Develop a python library of methods to handle confounds in various neuroscientific analyses, esp. statistics and predictive modeling. More info and slides here: https://crossinvalidation.com/2020/03/04/conquering-confounds-and-covariates-in-machine-learning/

Link to the Project

https://github.com/raamana/confounds

Image for the OHBM brainhack website

No response

Project lead

Pradeep Reddy Raamana @raamana

Main Hub

Glasgow

Other Hub covered by the leaders

Skills

Recommended tutorials for new contributors

Good first issues

Twitter summary

Python library to handle #confounds/covariates in #machinelearning and #neuroscience, contribute to a great #openscience cause! github.com/raamana/confounds Pradeep Reddy Raamana @raamana_

Short name for the Discord chat channel (~15 chars)

confounds

Please read and follow the OHBM Code of Conduct

raamana commented 2 years ago

Hi @djarecka , where do I send the pitch slide to?

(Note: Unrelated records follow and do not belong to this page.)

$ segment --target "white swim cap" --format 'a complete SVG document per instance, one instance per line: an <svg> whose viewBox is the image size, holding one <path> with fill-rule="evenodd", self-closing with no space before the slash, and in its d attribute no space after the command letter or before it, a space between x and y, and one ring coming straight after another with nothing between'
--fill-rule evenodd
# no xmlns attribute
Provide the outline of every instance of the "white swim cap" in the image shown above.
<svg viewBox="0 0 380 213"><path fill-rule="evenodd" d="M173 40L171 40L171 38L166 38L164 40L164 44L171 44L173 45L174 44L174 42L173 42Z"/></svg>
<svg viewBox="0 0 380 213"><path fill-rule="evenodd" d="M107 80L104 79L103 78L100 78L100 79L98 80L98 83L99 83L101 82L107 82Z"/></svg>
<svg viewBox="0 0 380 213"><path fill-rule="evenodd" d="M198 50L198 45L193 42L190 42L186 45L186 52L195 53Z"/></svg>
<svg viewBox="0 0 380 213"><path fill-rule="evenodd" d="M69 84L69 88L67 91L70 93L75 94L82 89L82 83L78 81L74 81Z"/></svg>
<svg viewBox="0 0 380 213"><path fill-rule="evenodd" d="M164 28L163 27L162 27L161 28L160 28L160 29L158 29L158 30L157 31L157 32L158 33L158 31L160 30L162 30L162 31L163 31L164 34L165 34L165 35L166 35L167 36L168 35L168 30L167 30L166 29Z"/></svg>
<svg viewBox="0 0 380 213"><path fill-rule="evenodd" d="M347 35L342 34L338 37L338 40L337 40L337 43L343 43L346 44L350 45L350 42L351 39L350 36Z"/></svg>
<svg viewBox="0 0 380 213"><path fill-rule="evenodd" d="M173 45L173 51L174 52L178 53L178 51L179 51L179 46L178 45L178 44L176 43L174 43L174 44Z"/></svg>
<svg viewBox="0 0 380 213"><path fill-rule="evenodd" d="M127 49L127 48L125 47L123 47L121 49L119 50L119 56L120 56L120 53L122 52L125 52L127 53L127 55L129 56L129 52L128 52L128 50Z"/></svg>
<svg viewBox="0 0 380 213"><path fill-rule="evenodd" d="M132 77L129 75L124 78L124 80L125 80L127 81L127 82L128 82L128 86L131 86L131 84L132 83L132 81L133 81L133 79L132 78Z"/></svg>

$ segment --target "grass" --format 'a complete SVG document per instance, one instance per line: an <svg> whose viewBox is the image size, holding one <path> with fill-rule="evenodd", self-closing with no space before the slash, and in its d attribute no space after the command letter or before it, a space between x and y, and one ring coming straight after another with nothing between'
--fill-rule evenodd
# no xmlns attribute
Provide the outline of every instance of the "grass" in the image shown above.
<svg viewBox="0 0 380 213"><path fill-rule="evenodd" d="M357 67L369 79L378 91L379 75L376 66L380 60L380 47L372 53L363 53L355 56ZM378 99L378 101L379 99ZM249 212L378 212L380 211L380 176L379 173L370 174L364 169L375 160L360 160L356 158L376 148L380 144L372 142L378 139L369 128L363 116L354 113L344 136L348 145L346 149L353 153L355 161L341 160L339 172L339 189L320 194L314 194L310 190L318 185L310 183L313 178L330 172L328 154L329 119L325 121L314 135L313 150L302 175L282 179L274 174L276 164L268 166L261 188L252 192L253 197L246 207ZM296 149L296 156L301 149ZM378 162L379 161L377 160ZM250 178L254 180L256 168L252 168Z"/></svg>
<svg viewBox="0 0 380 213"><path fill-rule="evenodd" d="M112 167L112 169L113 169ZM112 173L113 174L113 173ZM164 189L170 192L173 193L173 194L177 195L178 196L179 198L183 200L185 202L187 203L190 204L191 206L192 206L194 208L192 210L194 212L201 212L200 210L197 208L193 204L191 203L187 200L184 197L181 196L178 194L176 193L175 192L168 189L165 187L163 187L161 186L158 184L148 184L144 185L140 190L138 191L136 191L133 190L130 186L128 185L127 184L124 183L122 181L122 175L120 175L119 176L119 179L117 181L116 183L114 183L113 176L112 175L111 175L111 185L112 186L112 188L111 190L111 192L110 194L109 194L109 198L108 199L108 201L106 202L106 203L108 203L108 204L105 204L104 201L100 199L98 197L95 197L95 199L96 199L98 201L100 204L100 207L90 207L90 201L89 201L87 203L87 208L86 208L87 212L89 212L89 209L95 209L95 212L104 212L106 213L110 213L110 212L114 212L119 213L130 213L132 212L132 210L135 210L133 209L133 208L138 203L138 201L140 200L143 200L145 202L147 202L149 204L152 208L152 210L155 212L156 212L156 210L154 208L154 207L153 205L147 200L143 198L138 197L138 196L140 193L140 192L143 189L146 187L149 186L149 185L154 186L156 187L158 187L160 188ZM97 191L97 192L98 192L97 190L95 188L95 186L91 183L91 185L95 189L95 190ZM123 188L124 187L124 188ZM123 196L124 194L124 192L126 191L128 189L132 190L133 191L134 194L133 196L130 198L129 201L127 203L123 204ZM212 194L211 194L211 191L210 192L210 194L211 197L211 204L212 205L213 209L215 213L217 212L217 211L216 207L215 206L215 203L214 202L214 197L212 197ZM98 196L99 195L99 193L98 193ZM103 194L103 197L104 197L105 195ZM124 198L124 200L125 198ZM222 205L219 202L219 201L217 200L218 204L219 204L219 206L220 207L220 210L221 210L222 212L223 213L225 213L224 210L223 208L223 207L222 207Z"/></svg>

djarecka commented 2 years ago

here!

raamana commented 2 years ago

would this work?

one slide pitch

raamana commented 2 years ago

let me know how to create a Discord channel

raamana commented 2 years ago

link to the specific issues that we would be focusing on this hackathon https://github.com/raamana/confounds/issues/18

jrasero commented 2 years ago

Hi Team,

I leave here the comment I left yesterday in the issue pinged in the previous message.

Yesterday I made some progress. I implemented a few things. A DeconfEstimator class, which first deconfounds the data and then runs a passed estimator, a deconfounded_cv_predict function to get predictions in a cross-validation scheme including deconfounding, and deconfounded_cv_score, the same but yielding the performance scores.

I also added a few tests to these new funcionalities.

Please, take a look, and let me know if you see these OK. I can pull request all of this if you want.